Они повернули к дому, между тем как агригентец с Ацерронией прошли в парк в стороне от них.
— Скажешь ли ты наконец в чем дело? — нетерпеливо спрашивала фрейлина императрицы-матери. — Что? Идти с тобой в вязовую аллею? Ни за какие сокровища Лидии! Агриппина и то будет удивляться…
— Агриппина занята горячей беседой с Сенекой, а уж кого он захватил в свои философские когти…
— Философские когти лучше когтей хищника. Ты коршун, Софоний. Я тебе ни на волос не доверяю. Признайся, что удивительная тайна, которую ты хотел сообщить мне, была пустым предлогом!
— Выслушай и суди сама! Даллас, твой прежний Паллас…
— Мой Паллас? Советую тебе припрятать такие выражения для тех, кому они могут нравиться; например для Поппеи Сабины…
— Ага! Ты ревнуешь…
— Я? Да разразит Юпитер свои громовые стрелы над твоей пустой головой! Я ревную? Уж не к тебе ли, всесветному глупцу, бегающему за каждой юбкой? Для меня ты такой же чурбан, как Макк в ателланских играх! Ну, так что же этот Паллас, до которого мне так же мало дела, как тебе…
— Да? Краснокудрой Ацерронии нет дела до Палласа? О, ты невинность! Как будто вся Италия, со всеми ее островами, не знает о вашей тайной помолвке!
— Это бессовестная ложь! Кто это говорит? Назови мне сплетника, чтобы я могла привлечь его к суду!
— Но ведь ты не будешь опровергать…
— Назови мне негодяя! — яростно повторяла она.
— Это он сам…
— Как он сам? — прервала она его в волнении, не замечая, что без всяких лидийских сокровищ уже вошла за хитрым агригентцем в темную аллею.

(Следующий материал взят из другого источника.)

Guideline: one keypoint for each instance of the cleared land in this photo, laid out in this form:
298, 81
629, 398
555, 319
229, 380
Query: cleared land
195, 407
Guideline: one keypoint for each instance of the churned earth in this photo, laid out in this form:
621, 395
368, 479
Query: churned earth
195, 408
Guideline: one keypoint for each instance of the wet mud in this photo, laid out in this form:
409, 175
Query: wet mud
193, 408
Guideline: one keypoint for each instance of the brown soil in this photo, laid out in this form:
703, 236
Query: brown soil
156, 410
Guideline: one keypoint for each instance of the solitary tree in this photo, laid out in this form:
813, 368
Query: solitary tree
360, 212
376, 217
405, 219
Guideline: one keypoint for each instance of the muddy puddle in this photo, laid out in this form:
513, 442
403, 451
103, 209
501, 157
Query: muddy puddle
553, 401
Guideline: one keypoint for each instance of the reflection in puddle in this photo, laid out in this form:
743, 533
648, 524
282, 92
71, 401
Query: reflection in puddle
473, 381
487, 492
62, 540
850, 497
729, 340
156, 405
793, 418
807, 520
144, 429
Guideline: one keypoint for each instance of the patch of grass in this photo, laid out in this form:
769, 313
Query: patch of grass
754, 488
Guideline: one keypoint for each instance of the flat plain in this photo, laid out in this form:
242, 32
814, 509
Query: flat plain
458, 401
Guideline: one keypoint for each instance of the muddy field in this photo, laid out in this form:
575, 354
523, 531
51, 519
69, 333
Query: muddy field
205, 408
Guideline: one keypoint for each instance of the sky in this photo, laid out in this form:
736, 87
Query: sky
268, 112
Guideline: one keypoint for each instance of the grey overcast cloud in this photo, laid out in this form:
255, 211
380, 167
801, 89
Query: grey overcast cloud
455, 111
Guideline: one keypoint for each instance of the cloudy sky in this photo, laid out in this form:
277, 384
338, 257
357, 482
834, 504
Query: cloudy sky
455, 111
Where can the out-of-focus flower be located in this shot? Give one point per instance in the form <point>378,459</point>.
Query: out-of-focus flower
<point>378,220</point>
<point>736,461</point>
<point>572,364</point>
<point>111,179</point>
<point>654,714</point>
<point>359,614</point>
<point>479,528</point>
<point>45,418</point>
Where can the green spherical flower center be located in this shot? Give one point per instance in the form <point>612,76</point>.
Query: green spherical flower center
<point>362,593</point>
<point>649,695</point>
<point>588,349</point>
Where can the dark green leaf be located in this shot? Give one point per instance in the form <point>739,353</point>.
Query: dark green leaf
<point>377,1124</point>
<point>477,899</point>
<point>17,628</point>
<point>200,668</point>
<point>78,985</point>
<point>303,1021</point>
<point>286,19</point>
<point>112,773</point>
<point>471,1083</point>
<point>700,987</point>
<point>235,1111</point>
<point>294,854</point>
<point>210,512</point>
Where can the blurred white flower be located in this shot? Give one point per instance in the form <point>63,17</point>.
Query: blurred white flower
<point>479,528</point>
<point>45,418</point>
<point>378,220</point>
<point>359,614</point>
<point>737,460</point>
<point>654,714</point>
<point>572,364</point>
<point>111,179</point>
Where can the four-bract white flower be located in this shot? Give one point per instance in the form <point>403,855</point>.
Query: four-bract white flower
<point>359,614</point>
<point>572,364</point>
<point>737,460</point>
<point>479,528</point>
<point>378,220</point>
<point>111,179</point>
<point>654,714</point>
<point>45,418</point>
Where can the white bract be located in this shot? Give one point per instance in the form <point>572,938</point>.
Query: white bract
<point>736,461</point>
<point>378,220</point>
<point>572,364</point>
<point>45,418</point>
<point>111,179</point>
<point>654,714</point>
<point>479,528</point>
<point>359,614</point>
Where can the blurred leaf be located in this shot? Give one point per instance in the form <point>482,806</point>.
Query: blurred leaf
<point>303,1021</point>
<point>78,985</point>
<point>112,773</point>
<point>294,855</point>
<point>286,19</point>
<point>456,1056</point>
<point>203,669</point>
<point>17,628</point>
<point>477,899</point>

— Он сам, — продолжал Тигеллин, неожиданно с непреодолимой силой привлекая ее к себе, — он сам хотя еще не испытал, как целуют губы рыжей пантеры, но твой превосходный друг Тигеллин желал бы наконец лично сделать этот опыт… Не сопротивляйся, прекрасное дитя! Ведь я знаю, что Ацеррония смертельно влюблена в меня.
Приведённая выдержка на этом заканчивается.